Denunciamos a falta de participação e democracia em relação à forma como esse debate, que é de interesse nacional, vem sendo realizado. Ao contrário do que os defensores afirmam, o projeto e seu substitutivo não contemplam as demandas da agricultura familiar e camponesa, das populações tradicionais e quilombolas.

Do mesmo modo, não há respeito às especificidades das cidades brasileiras e não são incorporadas as propostas dos movimentos sociais urbanos, que defendem políticas de justiça social para a população de baixa renda, sempre exposta e marginalizada em áreas de maior risco. Tampouco estão presentes as contribuições e avanços da ciência com relação à possibilidade de maior aproveitamento sustentável do uso do solo.

Para construir uma política ambiental que leve em conta os interesses do povo brasileiro e das futuras gerações, é preciso mais tempo para que as questões controversas sejam amplamente debatidas e apropriadas pela sociedade de forma mais abrangente. Não aceitamos que mudanças de tamanha envergadura sejam votadas às pressas sem o necessário envolvimento de todos os setores envolvidos.

Na verdade, as mudanças propostas favorecem empreendimentos de interesse empresarial e não social, como a especulação imobiliária no campo e na cidade, o latifúndio, o agronegócio, as grandes empresas nacionais e estrangeiras, como a indústria de celulose e papel. A defesa dessa alteração só irá beneficiar os mesmo setores que perpetuam a prática do trabalho escravo e outras iniciativas que afrontam direitos humanos.

São estes interesses que defendem as alterações contidas no projeto, por exemplo, a suspensão das multas e anistia a crimes ambientais do latifúndio e do agronegócio, que avança de forma violenta sobre nossos bens naturais, assim como a isenção das reservas legais em qualquer propriedade.

As reservas legais são áreas que admitem exploração sustentável e assim devem ser mantidas. Somos contra a transformação de tais áreas em monocultivos de espécies exóticas. Consideramos necessário melhorar a fiscalização e denunciar o desmonte dos órgãos ambientais e, ao mesmo tempo, ter políticas de incentivo à recuperação das áreas degradadas. Não podemos retroceder.

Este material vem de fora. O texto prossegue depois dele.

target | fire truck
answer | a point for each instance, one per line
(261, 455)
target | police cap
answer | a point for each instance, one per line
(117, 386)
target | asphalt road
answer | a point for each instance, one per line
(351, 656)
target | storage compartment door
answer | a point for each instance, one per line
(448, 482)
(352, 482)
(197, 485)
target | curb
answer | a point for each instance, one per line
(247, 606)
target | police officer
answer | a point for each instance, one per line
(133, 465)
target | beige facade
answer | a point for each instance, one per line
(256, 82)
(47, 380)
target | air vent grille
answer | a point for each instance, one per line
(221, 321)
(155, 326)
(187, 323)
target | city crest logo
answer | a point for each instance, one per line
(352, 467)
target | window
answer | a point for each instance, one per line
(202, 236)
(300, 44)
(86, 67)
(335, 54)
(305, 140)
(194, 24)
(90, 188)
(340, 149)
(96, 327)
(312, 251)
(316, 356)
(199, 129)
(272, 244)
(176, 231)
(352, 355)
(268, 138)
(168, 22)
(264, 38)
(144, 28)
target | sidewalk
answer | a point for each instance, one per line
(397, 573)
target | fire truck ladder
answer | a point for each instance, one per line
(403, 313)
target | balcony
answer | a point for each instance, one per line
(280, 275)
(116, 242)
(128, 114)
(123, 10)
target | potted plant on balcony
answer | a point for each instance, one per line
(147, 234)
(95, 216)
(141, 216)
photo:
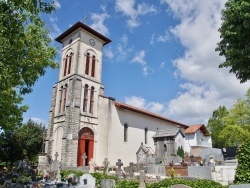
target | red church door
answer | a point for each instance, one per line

É preciso estabelecer clara diferenciação entre a agricultura extensiva, de monocultivo para exportação, e a agricultura familiar e camponesa, responsável por 70% dos alimentos que vai para mesa dos brasileiros, segundo o censo do IBGE. Portanto, é preciso ter políticas para agricultura familiar e camponesa, que afirmam um projeto de agricultura no qual não há espaço para o agronegócio.

Precisamos reforçar uma política ambiental nacional, com maior apoio aos órgãos fiscalizadores, em vez de ceder às pressões das elites rurais para tirar essa competência da esfera federal. Nos manifestamos contra a flexibilização das áreas de preservação permanente nas áreas rurais, pois sem elas a própria agricultura estaria em risco.

Defendemos uma ampla política de reforma agrária e urbana, a demarcação das áreas indígenas e a titulação dos territórios quilombolas, com proteção de nossas florestas, rios e biodiversidade. Denunciamos a repressão aos camponeses e as populações de baixa renda nas cidades. 

O que está em jogo é o próprio modelo agrícola, ambiental e de uso do solo no Brasil, contra as propostas da bancada ruralista e do capital financeiro e especulativo.

Defendemos que nossos bens naturais sejam preservados para todos os brasileiros, para garantir o próprio futuro da humanidade.

Esperamos que a presidenta Dilma mantenha seus compromissos de campanha no que toca à não flexibilização da legislação ambiental e nos comprometemos a apoiar e dar sustentação política na sociedade para enfrentar os interesses do agronegócio que vem buscando o desmonte da legislação ambiental. Conclamamos ao povo brasileiro a se somar nessa luta contra as mudanças no Código!